ThirdHome is a private travel platform where luxury second-home owners exchange stays at other high-end properties around the world. Joining the network isn't just creating an account — it's submitting your home, proving eligibility, and trusting the platform enough to actually participate.
I redesigned the end-to-end member onboarding experience to simplify a complex multi-step journey for homeowners, while ensuring the platform captured the depth of information needed to maintain marketplace quality. Because in a two-sided marketplace — no homes means no trips means no business.
The marketplace only works if homes meet a quality bar. Onboarding had to collect detailed property info, photos, availability, and eligibility — from brand-new users who didn't yet understand the platform.
The existing flow asked too much at once. Users faced a dense, form-heavy experience with no guidance on why fields were needed — making it feel like a bureaucratic process, not an invitation to a luxury club.
After submitting, users had no idea what happened next. No visibility into review status, approval steps, or where they stood — creating anxiety, confusion, and drop-off.
New members didn't understand how a credit-based home exchange worked. Without in-context education, users couldn't make confident decisions — or understand the value they were signing up for.
After meeting with the Customer Success team and sitting in on Membership Experience sessions, I quickly realized this wasn't a UX problem — it was a systems problem. Onboarding didn't end when users clicked submit. That was just the beginning.

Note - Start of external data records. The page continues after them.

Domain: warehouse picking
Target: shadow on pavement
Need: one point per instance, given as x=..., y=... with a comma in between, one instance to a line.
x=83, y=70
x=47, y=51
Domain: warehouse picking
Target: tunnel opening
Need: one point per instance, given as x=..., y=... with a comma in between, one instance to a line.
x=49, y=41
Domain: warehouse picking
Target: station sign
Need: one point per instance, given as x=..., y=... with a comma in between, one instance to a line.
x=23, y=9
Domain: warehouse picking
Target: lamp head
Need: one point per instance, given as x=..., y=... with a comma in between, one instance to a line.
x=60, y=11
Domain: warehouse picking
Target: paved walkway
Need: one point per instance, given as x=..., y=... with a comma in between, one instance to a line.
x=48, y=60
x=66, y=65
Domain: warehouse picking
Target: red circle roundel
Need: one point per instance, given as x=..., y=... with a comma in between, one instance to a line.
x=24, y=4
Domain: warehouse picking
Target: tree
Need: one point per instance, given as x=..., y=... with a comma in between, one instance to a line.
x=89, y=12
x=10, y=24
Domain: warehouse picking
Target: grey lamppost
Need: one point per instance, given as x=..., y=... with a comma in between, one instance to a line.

How do you collect everything a marketplace needs — without it feeling like a tax form? That tension became the core design challenge.
I mapped the full end-to-end journey across three iterations — capturing not just the user-facing flow, but everything that happened internally after submission: property review, membership approval, exchange readiness. This revealed a major gap: users were completing a form and hearing nothing. That lack of visibility created uncertainty, and uncertainty kills confidence.
I approached this as a system design problem. Instead of optimising for one side — user or business — the goal was to balance both. That meant close collaboration with Membership Success, Sales, and Product to understand what good data looked like from the inside out.
The redesign transformed onboarding from a dense, form-heavy experience into a guided, step-based flow — with a built-in education layer that taught users how ThirdHome worked while they were signing up, not before or after.
The registration screen was stripped back to only what was needed to get started. Clean field grouping, clear labels, and a split layout with an aspirational property image on the right — setting the tone for the experience before users had even submitted a field.
Replaced a long dropdown with a visual grid of property types — reducing cognitive load while also surfacing membership benefits at the exact moment users might question the value. The tooltip on this screen explains host insurance and 24/7 emergency support, directly answering an implicit objection before it became a barrier.
One of the biggest UX gaps in the original flow was that users didn't understand ThirdHome's model well enough to answer questions confidently — or to see the value in what they were giving. I introduced a contextual tooltip system that placed relevant, specific education at every point of potential hesitation.
While naming and describing their property, users see a tooltip surfacing "Expect 90–95% savings with ThirdHome vs. rental rates" — converting a data-entry step into a value moment that keeps motivation high.
For users who already rent on Airbnb or VRBO, a tooltip explains why ThirdHome offers superior value over traditional rental platforms — contextualising the ask within their existing mental model.
A full map preview was added to the address step so users could visually confirm their location was captured correctly. This reduced errors, built confidence, and felt more appropriate for a luxury property — you're not just entering a postcode, you're placing your home on a world stage.
The amenities screen was restructured with clear category groupings and a progressive "View More" pattern — showing the most common options first, with the ability to expand without feeling overwhelmed. This increased completion rates on amenity fields while reducing time-on-screen.
Instead of a tutorial before the flow, education was embedded at the exact point of need — via tooltips, inline guidance, and contextual callouts. Users learned how ThirdHome worked by doing, not by reading.
Each step only showed what was needed right now. Fields were grouped logically and prioritised so users weren't confronted with the full complexity of the process at once.
Property type, amenities, and resort selection were redesigned as visual or checkbox-based inputs — reducing cognitive effort and improving the quality and consistency of data collected.
Designed clear post-submission states so users always knew where they stood in the review process — eliminating the "black hole" feeling and significantly reducing anxious support contacts.
By redesigning onboarding as a shared workflow between user and business — and adding an education layer that built confidence at every step — the experience improved across every dimension: for users, for internal teams, and for the business bottom line.
Structured inputs and guided fields meant data coming in was more complete and actionable — reducing manual follow-up by Sales and Operations and speeding up member approval.
Contextual tooltips and clearer post-submission states meant users understood both what they were doing and what came next — fewer "what happened to my application?" messages.
Tooltips weren't just nice to have — they measurably improved completion at the steps where they appeared, proving that informed users are more confident users.
Established a repeatable, documented experiment framework applicable to future onboarding and activation improvements across the platform.